The Great Wave

Review - The Great Wave at the National Theatre, Dorfman

Will Longman
Will Longman

It may be the most secretive country on the planet, but every detail we learn about North Korea blows you away. Francis Turnly's The Great Wave tells a tale of abduction, espionage and diplomacy between two neighbours in an utterly gripping, heart-breaking new play.

Inspired by a number of extraordinary true stories from the 1970s, Hanako, a 17-year-old Japanese schoolgirl, is snatched from her coastal hometown during a colossal storm. As her mother and sister try to piece together how she was taken, Hanako wakes up in a cell, bare but for a picture of Kim Il-Sung, the Great Leader of North Korea. Her duty, as it is put to her, is to learn Korean fluently, so she can then train a spy-in-waiting in everything there is to know about being Japanese.

Director Indhu Rubasingham approached the National about staging the play here, as the scale of the play demanded a production larger than the Tricycle Theatre - where she is artistic director - would be able to mount. Tom Piper's lo-fi blocky design features a room that spins and slides across the stage as we skip through the episodes of Hanako's story: her embedding into the secretive state, her arranged marriage to a Korean man and the birth of their child, the realisation that she'll never return home. Back at home, over the course of the two and a half decades, sister Etsuko and school friend Tetsuo, an aspiring journalist, pinpoint a pattern of other Japanese disappearing, with abduction to Korea the only explanation.
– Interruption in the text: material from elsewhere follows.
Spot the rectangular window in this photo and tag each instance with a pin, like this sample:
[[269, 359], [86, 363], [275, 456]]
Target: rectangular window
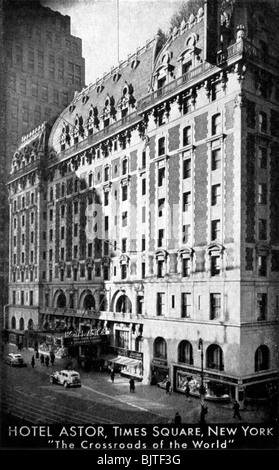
[[216, 124], [160, 268], [161, 234], [187, 168], [185, 267], [215, 194], [262, 157], [124, 245], [262, 229], [186, 231], [262, 193], [261, 306], [215, 229], [124, 193], [160, 303], [185, 305], [143, 186], [186, 201], [124, 219], [161, 146], [143, 214], [123, 271], [143, 160], [215, 265], [106, 198], [216, 159], [262, 122], [187, 136], [161, 207], [142, 270], [186, 107], [262, 265], [161, 176], [215, 306], [143, 243]]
As we know very little of what happens in the country, it can be difficult to digest those who disappear or die in gulags as anything but a statistic. What The Great Wave does is zoom in, and explore the humanity behind one off these cases (there were at least 13 abductions North Korea admitted to). We see the sisters grow old into their 40s, their mother become a fragile woman, and Tetsuo fulfil his ambition and become the reporter who eventually brings attention and change to the situation.

The cast, who speak with English accents throughout, are excellent, especially in the moments of heightened, over-exuberant emotion that is characteristic of these cultures. Kirsty Rider puts in a moving central performance as Hanako. From rebellious teen to anguished mother, she covers the spectrum and is certainly one to watch. Kwong Loke and Tuyen Do are also very convincing as menacing members of the NK military.


The Great Wave is in the Dorfman at the National Theatre until 14th April.